Alternatives to austerity: sustainable and inclusive development
Ahead of the European summit taking place on June 28 and 29, the Spring Alliance has called on EU leaders to take a new approach to tackle the crisis, to move from short term emergency measures to a sustainable plan that will put Europe on a path of inclusive and environmentally sound development.
Jeremy Wates of EEB stated "Budget consolidation efforts made so far are not only failing to solve the crisis, but have also fuelled social unrest and jeopardised essential investments in a greener economy. We desperately need a new approach".

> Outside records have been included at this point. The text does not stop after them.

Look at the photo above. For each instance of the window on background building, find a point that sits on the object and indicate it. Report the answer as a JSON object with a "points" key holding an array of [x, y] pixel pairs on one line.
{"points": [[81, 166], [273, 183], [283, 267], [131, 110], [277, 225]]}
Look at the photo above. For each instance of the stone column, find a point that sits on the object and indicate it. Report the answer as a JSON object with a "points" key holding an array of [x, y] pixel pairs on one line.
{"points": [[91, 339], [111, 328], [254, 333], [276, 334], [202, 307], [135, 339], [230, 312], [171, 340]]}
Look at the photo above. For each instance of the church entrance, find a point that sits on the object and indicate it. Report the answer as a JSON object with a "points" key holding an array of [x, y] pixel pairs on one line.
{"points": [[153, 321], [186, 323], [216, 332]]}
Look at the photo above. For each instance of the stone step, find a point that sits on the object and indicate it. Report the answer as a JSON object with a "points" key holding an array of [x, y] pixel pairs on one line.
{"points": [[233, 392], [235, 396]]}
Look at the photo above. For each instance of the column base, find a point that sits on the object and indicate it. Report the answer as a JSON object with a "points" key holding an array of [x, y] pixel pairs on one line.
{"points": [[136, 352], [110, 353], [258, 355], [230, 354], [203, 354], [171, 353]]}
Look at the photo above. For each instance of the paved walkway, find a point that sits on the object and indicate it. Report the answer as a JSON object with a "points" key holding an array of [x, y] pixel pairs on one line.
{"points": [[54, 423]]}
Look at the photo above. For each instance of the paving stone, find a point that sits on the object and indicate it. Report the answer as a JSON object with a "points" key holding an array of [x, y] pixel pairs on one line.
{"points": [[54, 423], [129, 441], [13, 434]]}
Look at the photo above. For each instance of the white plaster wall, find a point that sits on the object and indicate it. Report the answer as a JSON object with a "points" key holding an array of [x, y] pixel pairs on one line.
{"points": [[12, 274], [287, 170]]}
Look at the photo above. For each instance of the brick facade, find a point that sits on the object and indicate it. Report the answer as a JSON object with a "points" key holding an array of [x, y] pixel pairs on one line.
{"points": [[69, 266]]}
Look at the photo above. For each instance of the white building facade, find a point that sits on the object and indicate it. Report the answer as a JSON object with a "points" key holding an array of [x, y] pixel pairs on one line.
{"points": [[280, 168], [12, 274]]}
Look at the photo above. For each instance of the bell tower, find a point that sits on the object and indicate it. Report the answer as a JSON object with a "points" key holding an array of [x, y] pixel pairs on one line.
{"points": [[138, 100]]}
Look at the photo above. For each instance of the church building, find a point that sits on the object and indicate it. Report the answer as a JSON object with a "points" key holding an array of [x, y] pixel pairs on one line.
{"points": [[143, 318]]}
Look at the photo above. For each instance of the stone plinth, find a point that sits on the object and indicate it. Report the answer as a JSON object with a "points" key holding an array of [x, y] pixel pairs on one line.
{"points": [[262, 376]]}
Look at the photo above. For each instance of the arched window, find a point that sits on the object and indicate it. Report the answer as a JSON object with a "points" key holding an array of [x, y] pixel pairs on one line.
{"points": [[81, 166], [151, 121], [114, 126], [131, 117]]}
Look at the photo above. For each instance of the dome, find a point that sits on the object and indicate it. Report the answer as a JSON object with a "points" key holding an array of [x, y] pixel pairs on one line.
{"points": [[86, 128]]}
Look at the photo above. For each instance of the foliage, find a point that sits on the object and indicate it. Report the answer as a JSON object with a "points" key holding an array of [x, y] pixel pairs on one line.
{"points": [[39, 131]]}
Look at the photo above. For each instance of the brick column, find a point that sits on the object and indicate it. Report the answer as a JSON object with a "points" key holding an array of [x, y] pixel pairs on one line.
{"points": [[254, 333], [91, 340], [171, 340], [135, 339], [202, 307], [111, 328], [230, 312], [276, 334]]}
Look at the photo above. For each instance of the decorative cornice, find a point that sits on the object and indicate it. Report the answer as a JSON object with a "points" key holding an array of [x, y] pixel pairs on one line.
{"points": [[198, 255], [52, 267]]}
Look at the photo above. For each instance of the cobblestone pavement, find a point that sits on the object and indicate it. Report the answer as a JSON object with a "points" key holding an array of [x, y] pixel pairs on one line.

Among the agenda items the summit will discuss are the adoption of the Commission’s Country Specific Recommendations to implement an economic recovery plan. These should be in line with the Europe 2020 strategy and aim at achieving inclusive and sustainable development. Yet the first priority is always on correcting an excessive budget deficit and requires “rigorous implementation of budget strategy”.
Bernadette Ségol of the ETUC also stressed that “many policies will lead to downwards competition with respect to labour rights, wages, working conditions and environmental standards. The recommendations will also lead to increasing precariousness in the labour market which is detrimental to an inclusive growth.”
Conny Reuter, President of Social Platform pointed out that “we need an alternative recovery plan, a social, environmental and development pact that will provide the current missing link between social justice, sustainability and growth”.
At the same time, “the EU and its Member States need to live up to their commitments to the Millennium Development Goals towards meeting their 2015 aid and development targets. This is how the EU will demonstrate its leadership and will show it takes its responsibilities seriously,” added Olivier Consolo, Director of CONCORD.
The Spring Alliance has proposed an alternative plan to the Heads of State. One that will support an inclusive growth with both quality jobs and reduced social exclusion, with investment in a clean environment and a sustainable green economy and with development policies aiming at solidarity with countries outside Europe.
This alternative plan provides the link that is currently missing between social justice, sustainability and growth. This missing link is crucial to allowing Europe to make the move from emergency measures with damaging social and environmental consequences to a sustainable and inclusive long term social, environmental and development pact for an economy that responds to the needs of EU citizens.